The price-earnings (P/E) ratio is commonly used as a measure of the growth potential and the riskiness of the firm‟s cash flow. The higher the P/E ratio, the higher the expected growth rate in earnings and or the lower the perceived riskiness of the firm‟s cash flow. Low P/E ratio stocks have been termed “value stocks”. Low P/E ratio could also be used to identify “fallen angels”. Low P/E ratio stocks characterize firms with poor growth potential and /or high risk cash flows. The chance of a loss model 5 (COL) relies on this attribute of the P/E ratio and is based on its reciprocal, the earnings yield (E/P).

Constand, Freitas and Sullivan (1991), examined the factors that affect the E/P ratios and market value of Japanese firms. They documented a positive relationship between changes in the standard deviation of earnings (as a proxy for risk), expected earnings growth rate and change in dividends per share. Amoako-Adu and Smith (2002) analyzed the causal relationship between the yield on the 3-month Treasury bill and the average P/E ratio of the Toronto Stock Exchange (TSE) and seven major Canadian industry indices. They found a very strong inverse relationship between the treasury yield and the average P/E ratio, with an adjusted R-squared of 95% for the TSE 300 Index. The utilities industry had the highest R-squared (98%), while the gold and silver industry had the lowest (84 percent).

By calculating the P/E ratio using earnings averaged over a period of eight years, Anderson and Brooks (2006) were able to significantly increase the return premium of value stocks over glamour stocks. Beneda (2002) show that for periods in excess of 14 years, high P/E portfolios out performed lower P/E ratio portfolios, but with an investment horizon of five years, the growth stocks (high P/E) lagged behind value (low P/E) stocks.

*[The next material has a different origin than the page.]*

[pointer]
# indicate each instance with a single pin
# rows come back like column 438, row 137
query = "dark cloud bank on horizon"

Bhargava and Malhotra (2006), studied the effect of price-earnings ratio on world and US indices. They conclude that (after adjusting for statistical estimation problems) price-earnings ratios did not have a significant impact on either future stock prices or earnings yield. Anderson and Brooks (2005) showed that the P/E ratio of a company was influenced by market-wide P/E ratio, the industry sector and the firm size. They showed that after adjusting for the effect of these variables, the ability of the P/E ratio to explain differences in future returns between “glamour stocks and value stocks” was doubled.